The world is going crazy, attempting to surpass the speed of sound and reach places at break-neck speed. Then, along comes a snail, slipping along at an easy pace. It makes you wonder, would the world be any different if we all slowed down instead of hurtling mindlessly through life?
Another pertinent question that plagues me is do snails really go slow or are they running at full throttle as far as they are concerned? What is the yardstick for comparison — shouldn't a snail be pitted against other snails instead of a hare, cheetah or honeybee?
If we ignore the speed aspect for a while and focus on sheer diversity, with over 1.5 lakh described species, Phylum Mollusca — to which land snails or terrestrial gastropods (meaning leg filled with air) belong - is the world's second largest group after Phylum Arthropoda. Although there is a far higher diversity of molluscs in marine and fresh water environments, humans largely come in contact with terrestrial gastropods.
Sadly, when studying the impact of development and related biodiversity loss, much focus is levied on plants and vertebrates, thus, completely ignoring the most biodiverse invertebrates. The fact that land snails count for nearly six per cent of all land creatures and have the largest number of documented extinctions compared to any other taxa (group of creatures), is of deep concern.
Most snail species are at risk due to human activities — construction, pollution, use of pesticides, shifting agriculture, planting exotic trees and excess use of herbicides. But, the most critical threat to land snails comes from the narrow distributions and home ranges.
India has around 1,500 recorded species of land snails out of which over 270 species are found in the Western Ghats, passing through Mumbai, Thane, Kalyan and Navi Mumbai. Some snails are restricted to ranges as small as 5 sq km and to a maximum of 100 sq km. Due to their low dispersal capacity, even a single metro yard, dam, mine, tunnel or railway station project can spell doom to several species, leading to mass extinction.
Snails are excellent indicators of climate and ecological change as they are sensitive to minor variations in soil pH, temperature, humidity etc
Next to ants and earthworms, saprophytic snails are important players in the nutrient recycling process, both in forests as well as urban ecosystems. Most kids are curious about snails due to their peculiar shell, antennae and the body, which is essentially a single foot.
Most snails are timid hermaphrodites (male and female organs in the same animal) and can retract into their shell, closed by an operculum. However, all snails are not harmless, safe or useful like the vegetarian or saprophytic ones. A few are carnivorous, too, and feed on other snails, insects and the flesh of larger animals, especially in zoos.
Some like the mud snail are carriers of endo-parasites, an important host in the life cycle of the liver fluke. Some invasive varieties like the giant African snail have travelled thousands of nautical miles into India and can climb up to the 10th floor to destroy potted plants in a jiffy.

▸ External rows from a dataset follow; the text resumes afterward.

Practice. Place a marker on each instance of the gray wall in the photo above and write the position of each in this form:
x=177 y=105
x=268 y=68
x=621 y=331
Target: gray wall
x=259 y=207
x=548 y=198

Even on cursory observation, you will realise that snails in your flower, butterfly and kitchen gardens, sport fields, staircases or parking lots are prime food for others like birds, frogs, small mammals (rats), reptiles and other invertebrates such as centipedes and firefly (glow worm) larvae.
They are also excellent indicators of climate and ecological change as they are sensitive to minor variations in soil pH, temperature, rainfall, humidity, chemical pollution and concretisation. In calcium deficient soils, some terrestrial snails become an important source of calcium to both, plants and animals.
Land snails also contribute to solving global hunger and are an integral part of human diet in parts of Tripura, Nagaland and among many Northeast Indian tribes. They are a delicacy in Europe and looked upon as famine food by Africans. Varying from 5 mm to 180 mm and having right curved and left curved shells, these generally benign creatures are in dire need of attention from scientists, urban planners and common citizens. The slimy trail they leave are coded messages that we must attempt to decipher with urgency.